Garson Kanin; Playwright, Screenwriter, Director

From Associated Press

Garson Kanin, a prolific playwright who created the Broadway and Hollywood classic “Born Yesterday,” died Saturday. He was 86.

Kanin died of heart failure at his Manhattan home after a long illness, said his assistant, Martha Wilson.

His place in entertainment history would have been assured had he done no more than write and direct “Born Yesterday,” the oft-revived play that made Judy Holliday a star of the theater in 1946 and won her an Oscar for the movie version in 1950.

Kanin was the author or director of numerous stage and movie hits, including some of the celebrated screen pairings of Spencer Tracy and Katharine Hepburn.


In collaboration with his wife of 43 years, actress Ruth Gordon, he wrote the screenplays of Tracy and Hepburn’s 1949 film “Adam’s Rib” and their 1952 movie “Pat and Mike.” Kanin and Gordon also received an Academy Award nomination for writing “A Double Life,” the 1948 movie for which Ronald Colman received a best actor Oscar.

Gordon died in 1985. In 1990, Kanin married actress Marian Seldes, who was with him when he died.

Kanin claimed collaboration in the first Tracy-Hepburn teaming, “Woman of the Year,” in 1942. His screenwriter brother, Michael Kanin, and Ring Lardner Jr. were the officially credited writers and won an Oscar.

Garson Kanin also said “The More the Merrier,” the delicious 1943 comedy of wartime Washington, was his brainchild, but the screenplay is credited to four other writers.

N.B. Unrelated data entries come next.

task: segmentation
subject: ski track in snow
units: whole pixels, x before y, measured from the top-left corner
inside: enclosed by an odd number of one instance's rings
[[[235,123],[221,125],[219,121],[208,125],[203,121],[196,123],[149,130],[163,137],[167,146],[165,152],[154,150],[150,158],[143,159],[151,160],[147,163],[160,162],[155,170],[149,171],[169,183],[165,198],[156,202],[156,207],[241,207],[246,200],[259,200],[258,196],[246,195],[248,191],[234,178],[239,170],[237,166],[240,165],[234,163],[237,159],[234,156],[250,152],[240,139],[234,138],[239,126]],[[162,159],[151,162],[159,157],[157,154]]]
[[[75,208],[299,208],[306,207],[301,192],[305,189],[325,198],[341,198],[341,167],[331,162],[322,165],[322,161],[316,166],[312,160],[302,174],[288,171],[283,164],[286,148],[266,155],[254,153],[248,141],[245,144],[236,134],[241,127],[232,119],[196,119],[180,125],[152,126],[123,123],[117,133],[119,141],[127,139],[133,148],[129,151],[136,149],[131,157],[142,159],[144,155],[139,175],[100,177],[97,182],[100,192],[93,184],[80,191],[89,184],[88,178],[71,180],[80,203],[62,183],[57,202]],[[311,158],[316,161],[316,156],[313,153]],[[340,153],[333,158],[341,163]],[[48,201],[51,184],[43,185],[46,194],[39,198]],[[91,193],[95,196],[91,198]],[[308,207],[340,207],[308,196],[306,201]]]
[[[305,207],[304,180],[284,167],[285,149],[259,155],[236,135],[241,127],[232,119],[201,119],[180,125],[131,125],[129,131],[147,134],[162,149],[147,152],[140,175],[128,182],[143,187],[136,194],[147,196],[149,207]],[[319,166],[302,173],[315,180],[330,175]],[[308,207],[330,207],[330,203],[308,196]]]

The stage version of the comedy of political corruption and personal redemption, which ran for 1,642 performances on Broadway, boomed anew during the latter Nixon years.


As an officer in a U.S. Army film unit during World War II, Kanin was co-director, with Carol Reed, of “The True Glory,” which won the Oscar for best documentary in 1945.

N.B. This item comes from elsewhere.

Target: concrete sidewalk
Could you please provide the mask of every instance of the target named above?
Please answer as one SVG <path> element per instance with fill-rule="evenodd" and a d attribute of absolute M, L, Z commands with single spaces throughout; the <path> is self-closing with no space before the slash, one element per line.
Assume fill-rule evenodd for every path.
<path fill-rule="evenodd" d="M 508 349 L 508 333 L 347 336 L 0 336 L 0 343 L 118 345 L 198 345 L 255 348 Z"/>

He wrote 14 books of fact and fiction and published numerous articles and short stories in everything from Good Housekeeping to Penthouse.

Kanin, born in Rochester, N.Y., dropped out of James Madison High School in Brooklyn during the Depression. He worked as a telegram messenger, Macy’s stock boy, burlesque comic and honky-tonk saxophone player, but also attended the American Academy of Dramatic Arts, which led to the stage.

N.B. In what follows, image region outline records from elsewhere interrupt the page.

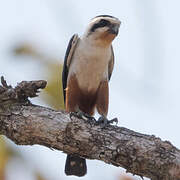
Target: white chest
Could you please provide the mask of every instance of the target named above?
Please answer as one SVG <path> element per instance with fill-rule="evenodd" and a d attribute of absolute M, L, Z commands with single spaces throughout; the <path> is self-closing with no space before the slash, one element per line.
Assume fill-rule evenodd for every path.
<path fill-rule="evenodd" d="M 69 76 L 76 75 L 79 87 L 86 91 L 96 91 L 103 80 L 108 79 L 108 64 L 111 50 L 95 47 L 77 47 L 69 69 Z"/>

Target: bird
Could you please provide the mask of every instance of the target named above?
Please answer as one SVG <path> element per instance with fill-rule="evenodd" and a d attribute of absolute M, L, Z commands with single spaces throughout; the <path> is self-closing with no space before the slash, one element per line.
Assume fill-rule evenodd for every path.
<path fill-rule="evenodd" d="M 90 20 L 82 36 L 74 34 L 69 41 L 62 71 L 65 109 L 80 117 L 108 124 L 109 80 L 114 68 L 112 41 L 118 35 L 120 20 L 110 15 L 98 15 Z M 68 154 L 65 174 L 84 176 L 86 160 Z"/>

He got bit parts in several plays and joined movie mogul Samuel Goldwyn’s production staff in Hollywood in 1937.

Prewar movies that Kanin directed included another celebrated teaming, of Cary Grant and Irene Dunne, in “My Favorite Wife” in 1940. He also directed two Ginger Rogers favorites, “Bachelor Mother” (1939) and “Tom, Dick and Harry” (1941), and the critically acclaimed “They Knew What They Wanted” (1940), with Charles Laughton and Carole Lombard.

In 1942, while in the Army, Kanin married Gordon, who was 16 years his senior. Seldes was 16 years his junior.

Notable among the 30 New York stage productions Kanin directed were “The Diary of Anne Frank” in 1955, “Sunday in New York” in 1961, “Funny Girl” in 1964 and “Do Re Mi,” which he also wrote, in 1961.